SPRING, Texas—-ExxonMobil, working with the National Center for Supercomputing Applications (NCSA), has achieved a major breakthrough with proprietary software using more than four times the previous number of processors used on complex oil and gas reservoir simulation models to improve exploration and production results.
The breakthrough in parallel simulation used 716,800 processors, the equivalent of harnessing the power of 22,400 computers with 32 processors per computer. ExxonMobil geoscientists and engineers can now make better investment decisions by more efficiently predicting reservoir performance under geological uncertainty to assess a higher volume of alternative development plans in less time.
The record run resulted in data output thousands of times faster than typical oil and gas industry reservoir simulation. It was the largest number of processor counts reported by the oil and gas industry, and one of the largest simulations reported by industry in engineering disciplines such as aerospace and manufacturing.

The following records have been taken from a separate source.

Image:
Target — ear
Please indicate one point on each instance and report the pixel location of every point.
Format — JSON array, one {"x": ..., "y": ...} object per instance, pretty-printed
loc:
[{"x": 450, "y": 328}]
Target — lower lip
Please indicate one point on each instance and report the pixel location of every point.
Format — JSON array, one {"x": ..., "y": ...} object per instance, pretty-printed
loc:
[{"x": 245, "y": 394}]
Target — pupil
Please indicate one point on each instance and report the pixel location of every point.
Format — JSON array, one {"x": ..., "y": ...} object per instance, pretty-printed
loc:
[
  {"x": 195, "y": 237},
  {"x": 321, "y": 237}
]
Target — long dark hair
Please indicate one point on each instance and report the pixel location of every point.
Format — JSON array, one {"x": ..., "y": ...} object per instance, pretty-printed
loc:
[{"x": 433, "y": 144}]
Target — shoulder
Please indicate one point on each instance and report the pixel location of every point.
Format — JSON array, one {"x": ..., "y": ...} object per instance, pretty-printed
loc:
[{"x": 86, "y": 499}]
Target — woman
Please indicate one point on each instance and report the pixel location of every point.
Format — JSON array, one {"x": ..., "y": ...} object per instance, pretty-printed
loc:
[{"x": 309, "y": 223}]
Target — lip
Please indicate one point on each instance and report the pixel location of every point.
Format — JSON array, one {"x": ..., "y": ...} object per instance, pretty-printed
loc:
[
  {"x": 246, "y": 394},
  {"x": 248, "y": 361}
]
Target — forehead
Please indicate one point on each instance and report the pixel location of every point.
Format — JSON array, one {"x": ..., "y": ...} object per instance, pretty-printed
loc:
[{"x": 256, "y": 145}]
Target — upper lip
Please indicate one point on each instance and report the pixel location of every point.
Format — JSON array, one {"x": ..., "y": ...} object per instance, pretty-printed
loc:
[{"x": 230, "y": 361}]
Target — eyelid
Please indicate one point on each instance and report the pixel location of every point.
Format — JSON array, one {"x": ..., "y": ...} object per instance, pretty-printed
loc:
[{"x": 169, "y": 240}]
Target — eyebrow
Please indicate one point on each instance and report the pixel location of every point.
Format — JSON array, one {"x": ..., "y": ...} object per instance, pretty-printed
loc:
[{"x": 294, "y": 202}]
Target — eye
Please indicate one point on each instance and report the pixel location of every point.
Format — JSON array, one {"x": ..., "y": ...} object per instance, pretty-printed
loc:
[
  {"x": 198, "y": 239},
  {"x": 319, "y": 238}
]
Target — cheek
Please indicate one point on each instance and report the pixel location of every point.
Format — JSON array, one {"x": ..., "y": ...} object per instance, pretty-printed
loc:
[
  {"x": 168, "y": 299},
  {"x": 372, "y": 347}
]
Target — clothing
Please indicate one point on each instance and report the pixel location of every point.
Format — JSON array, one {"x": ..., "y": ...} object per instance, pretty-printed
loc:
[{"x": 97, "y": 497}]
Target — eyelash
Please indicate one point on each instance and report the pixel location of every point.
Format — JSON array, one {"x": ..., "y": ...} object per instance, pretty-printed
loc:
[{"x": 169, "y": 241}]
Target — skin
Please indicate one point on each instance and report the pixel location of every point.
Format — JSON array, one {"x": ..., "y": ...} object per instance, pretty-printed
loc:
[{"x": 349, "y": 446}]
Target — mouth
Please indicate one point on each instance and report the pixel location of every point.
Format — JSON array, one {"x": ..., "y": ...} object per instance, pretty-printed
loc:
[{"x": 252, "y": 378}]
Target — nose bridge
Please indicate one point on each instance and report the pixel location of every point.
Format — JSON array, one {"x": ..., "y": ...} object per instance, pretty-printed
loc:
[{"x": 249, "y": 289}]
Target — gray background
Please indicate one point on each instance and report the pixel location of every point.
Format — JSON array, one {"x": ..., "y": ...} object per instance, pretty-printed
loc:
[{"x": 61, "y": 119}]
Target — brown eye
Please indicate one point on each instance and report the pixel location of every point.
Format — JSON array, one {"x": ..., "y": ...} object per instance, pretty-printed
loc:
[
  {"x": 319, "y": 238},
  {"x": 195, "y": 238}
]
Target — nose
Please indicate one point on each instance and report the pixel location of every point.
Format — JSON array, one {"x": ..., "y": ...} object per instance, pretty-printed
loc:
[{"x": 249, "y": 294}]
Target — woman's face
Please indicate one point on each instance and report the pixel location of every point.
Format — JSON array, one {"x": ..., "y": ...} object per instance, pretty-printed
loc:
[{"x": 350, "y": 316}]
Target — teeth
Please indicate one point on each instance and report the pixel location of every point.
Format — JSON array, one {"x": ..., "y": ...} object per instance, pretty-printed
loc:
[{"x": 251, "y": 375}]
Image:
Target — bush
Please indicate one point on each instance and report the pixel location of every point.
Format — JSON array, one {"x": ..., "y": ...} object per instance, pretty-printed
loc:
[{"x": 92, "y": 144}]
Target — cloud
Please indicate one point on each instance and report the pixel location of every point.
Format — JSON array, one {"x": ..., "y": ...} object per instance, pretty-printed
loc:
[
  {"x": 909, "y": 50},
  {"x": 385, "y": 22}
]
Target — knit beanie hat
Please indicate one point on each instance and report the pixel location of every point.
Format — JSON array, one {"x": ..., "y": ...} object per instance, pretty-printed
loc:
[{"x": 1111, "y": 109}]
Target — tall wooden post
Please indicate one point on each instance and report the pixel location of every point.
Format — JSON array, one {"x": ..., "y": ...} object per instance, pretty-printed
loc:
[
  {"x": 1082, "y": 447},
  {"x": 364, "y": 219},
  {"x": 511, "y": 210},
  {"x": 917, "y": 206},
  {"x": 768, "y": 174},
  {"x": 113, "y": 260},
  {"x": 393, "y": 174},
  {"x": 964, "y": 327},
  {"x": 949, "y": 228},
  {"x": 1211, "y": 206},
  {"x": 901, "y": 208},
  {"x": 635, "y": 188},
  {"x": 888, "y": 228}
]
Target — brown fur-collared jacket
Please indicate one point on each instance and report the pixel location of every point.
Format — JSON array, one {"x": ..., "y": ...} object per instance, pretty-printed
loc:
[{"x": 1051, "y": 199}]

“This breakthrough has unlocked new potential for ExxonMobil’s geoscientists and engineers to make more informed and timely decisions on the development and management of oil and gas reservoirs,” said Tom Schuessler, president of ExxonMobil Upstream Research Company. “As our industry looks for cost-effective and environmentally responsible ways to find and develop oil and gas fields, we rely on this type of technology to model the complex processes that govern the flow of oil, water and gas in various reservoirs.”
The major breakthrough in parallel simulation results in dramatic reductions in the amount of time previously taken to study oil and gas reservoirs. Reservoir simulation studies are used to guide decisions such as well placement, the design of facilities and development of operational strategies to minimize financial and environmental risk. To model complex processes accurately for the flow of oil, water, and natural gas in the reservoir, simulation software must solve a number of complex equations. Current reservoir management practices in the oil and gas industry are often hampered by the slow speed of reservoir simulation.
ExxonMobil’s scientists worked closely with the NCSA to benchmark a series of multi-million to billion cell models on NCSA’s Blue Waters Super Computer. This new reservoir simulation capability efficiently uses hundreds of thousands of processors simultaneously and will have dramatic impact on reservoir management workflows.
“NCSA’s Blue Waters sustained petascale system, which has benefited the open science community so tremendously, is also helping industry break through barriers in massively parallel computing,” said Bill Gropp, NCSA’s acting director. “NCSA is thrilled to have worked closely with ExxonMobil to achieve the kind of sustained performance that is so critical in advancing science and engineering.”
ExxonMobil’s collaboration with the NCSA required careful planning and optimization of all aspects of the reservoir simulator from input/output to improving communications across hundreds of thousands of processors. These efforts have delivered strong scalability on several processor counts ranging from more than 1,000 to nearly 717,000, the latter being the full capacity of NCSA’s Cray XE6 system.